A: はい、非常に重要です。特に、他の医療機関(例えば、内科、整形外科)で、患者さんがDLBであることが伝わらないまま、抗精神病薬が処方されるリスクがあります。患者さんと家族に対して、「すべての医療提供者にDLBであることを伝え、抗精神病薬を処方しないように指示することが、患者さんの生命を守るために極めて重要」と指導することが重要です。


まとめ


レビー小体型認知症は、認知症の中では比較的診断が遅れやすく、治療により症状の改善が期待できる可能性がある数少ない認知症です。

DLBの最大の特徴は、視幻覚、パーキンソニズム、REM睡眠行動障害、自律神経症状という独特な症状群です。これらの症状が、他の認知症とは異なり、DLBに特異的な診断的手がかりとなります。

極めて重要な注意点は、DLB患者さんが抗精神病薬に極度に過敏であり、通常の用量でも生命を脅かす有害事象が起こる可能性があり、場合によっては死亡に至る可能性があるということです。看護師は、この事実を深く理解し、DLB患者さんが誤って抗精神病薬を処方されることがないよう、患者さんと家族を教育し、医療チーム全体に警告することが、極めて重要な責任です。

DLB患者さんの視幻覚は、極めてリアルであり、患者さんは本当に見えていると確信しています。看護師は、患者さんの幻覚を否定するのではなく、患者さんの経験を受け入れながら、患者さんが危険な行動をしないようにすることが重要です。このアプローチにより、患者さんの不安が軽減され、患者さんと看護師の信頼関係が築かれます。

パーキンソニズムにより、患者さんの転倒リスクが著しく高いため、環境設定と継続的な見守りが重要です。転倒による骨折は、高齢者の自立喪失と生活の質低下につながるため、転倒予防は看護ケアの最優先事項の一つです。

REM睡眠行動障害により、患者さんの睡眠が著しく障害されており、同時にベッドから転落するリスクもあります。患者さんと配偶者(同室の場合)の両者の安全を考慮した環境設定が重要です。

DLB患者さんと家族は、診断から、進行に伴う症状の多様性に直面し、高い心理的負担を経験しています。看護師は、患者さんと家族に対して、「DLBは治療により症状の改善が期待できる可能性がある認知症である」という希望を持たせながら、同時に現実的で実行可能なサポートを提供することが重要です。

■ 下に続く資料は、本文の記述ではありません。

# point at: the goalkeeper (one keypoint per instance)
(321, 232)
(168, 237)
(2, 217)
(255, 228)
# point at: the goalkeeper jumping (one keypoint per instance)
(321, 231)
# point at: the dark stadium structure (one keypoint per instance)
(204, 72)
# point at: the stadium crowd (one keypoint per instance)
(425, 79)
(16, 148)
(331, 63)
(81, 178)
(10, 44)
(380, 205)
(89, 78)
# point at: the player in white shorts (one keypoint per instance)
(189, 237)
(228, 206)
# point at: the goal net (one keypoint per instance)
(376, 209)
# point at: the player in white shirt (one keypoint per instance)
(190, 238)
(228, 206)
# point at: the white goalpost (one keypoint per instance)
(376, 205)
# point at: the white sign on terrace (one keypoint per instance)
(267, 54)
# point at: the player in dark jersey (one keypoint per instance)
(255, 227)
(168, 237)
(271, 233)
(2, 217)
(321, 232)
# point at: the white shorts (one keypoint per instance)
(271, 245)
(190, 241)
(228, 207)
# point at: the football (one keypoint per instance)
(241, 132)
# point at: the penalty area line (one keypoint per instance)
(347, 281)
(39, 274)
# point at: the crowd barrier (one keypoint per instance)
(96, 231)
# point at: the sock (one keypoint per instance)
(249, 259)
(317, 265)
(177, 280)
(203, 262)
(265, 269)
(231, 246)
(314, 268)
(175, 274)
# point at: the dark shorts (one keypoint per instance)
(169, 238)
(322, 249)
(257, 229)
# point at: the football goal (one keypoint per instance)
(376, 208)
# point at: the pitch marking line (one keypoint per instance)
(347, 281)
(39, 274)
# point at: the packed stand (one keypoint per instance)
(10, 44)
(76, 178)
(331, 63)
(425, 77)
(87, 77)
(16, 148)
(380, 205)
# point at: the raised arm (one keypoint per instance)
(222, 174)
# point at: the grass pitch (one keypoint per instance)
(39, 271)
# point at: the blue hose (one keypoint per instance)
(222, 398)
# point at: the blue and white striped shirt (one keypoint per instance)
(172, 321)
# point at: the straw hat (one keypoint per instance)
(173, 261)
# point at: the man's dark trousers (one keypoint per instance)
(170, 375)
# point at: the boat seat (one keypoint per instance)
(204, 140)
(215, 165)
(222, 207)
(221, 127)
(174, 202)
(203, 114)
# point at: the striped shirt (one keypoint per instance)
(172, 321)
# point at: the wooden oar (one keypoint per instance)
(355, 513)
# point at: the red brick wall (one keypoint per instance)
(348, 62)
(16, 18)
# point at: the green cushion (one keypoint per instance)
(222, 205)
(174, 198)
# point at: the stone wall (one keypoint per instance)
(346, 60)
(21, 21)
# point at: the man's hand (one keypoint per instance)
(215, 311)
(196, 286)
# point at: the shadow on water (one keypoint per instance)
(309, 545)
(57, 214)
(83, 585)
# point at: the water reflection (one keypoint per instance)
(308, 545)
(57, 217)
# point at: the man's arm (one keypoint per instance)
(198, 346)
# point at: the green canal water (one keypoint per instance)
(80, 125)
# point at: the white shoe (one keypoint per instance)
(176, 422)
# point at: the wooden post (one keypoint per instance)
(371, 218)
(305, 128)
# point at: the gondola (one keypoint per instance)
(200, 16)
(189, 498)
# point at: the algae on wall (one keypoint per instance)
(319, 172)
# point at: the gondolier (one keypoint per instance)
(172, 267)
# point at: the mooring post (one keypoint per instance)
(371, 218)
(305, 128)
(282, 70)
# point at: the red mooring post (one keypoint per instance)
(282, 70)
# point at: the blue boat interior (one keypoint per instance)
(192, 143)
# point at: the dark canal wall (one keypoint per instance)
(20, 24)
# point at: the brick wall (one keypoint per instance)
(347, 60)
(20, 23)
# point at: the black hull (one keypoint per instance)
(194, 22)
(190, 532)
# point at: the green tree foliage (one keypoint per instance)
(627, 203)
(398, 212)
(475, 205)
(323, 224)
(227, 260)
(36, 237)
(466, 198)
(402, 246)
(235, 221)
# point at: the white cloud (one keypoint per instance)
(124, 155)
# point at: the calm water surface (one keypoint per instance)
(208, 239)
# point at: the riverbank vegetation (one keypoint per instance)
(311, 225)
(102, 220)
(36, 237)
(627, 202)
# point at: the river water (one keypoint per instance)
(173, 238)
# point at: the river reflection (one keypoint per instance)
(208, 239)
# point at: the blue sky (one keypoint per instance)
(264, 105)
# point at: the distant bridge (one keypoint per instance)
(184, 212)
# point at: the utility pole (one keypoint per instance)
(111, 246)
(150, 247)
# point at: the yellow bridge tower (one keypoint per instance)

実習では、DLB患者さんの視幻覚、パーキンソニズム、睡眠障害などの多様な症状を経験し、患者さんの経験を理解し、患者さんの尊厳と安全を守るための看護の本質を学ぶ貴重な機会になるでしょう。特に、「抗精神病薬に対する極度の過敏性」という、DLBに特異的で生命に関わる知識を習得することは、看護師として患者さんの生命を守るための極めて重要なスキルです。


免責事項

・本記事は教育・学習目的の情報提供です。

・一般的な医学知識の解説であり、個別の患者への診断・治療の根拠ではありません。

・実際の看護実践は、患者の個別性を考慮し、指導者の指導のもと行ってください。

・記事の情報は公開時点のものであり、最新の医学的知見と異なる場合があります。

・本記事を課題としてそのまま提出しないでください。

・正確な情報提供に努めていますが、内容の完全性・正確性を保証するものではありません。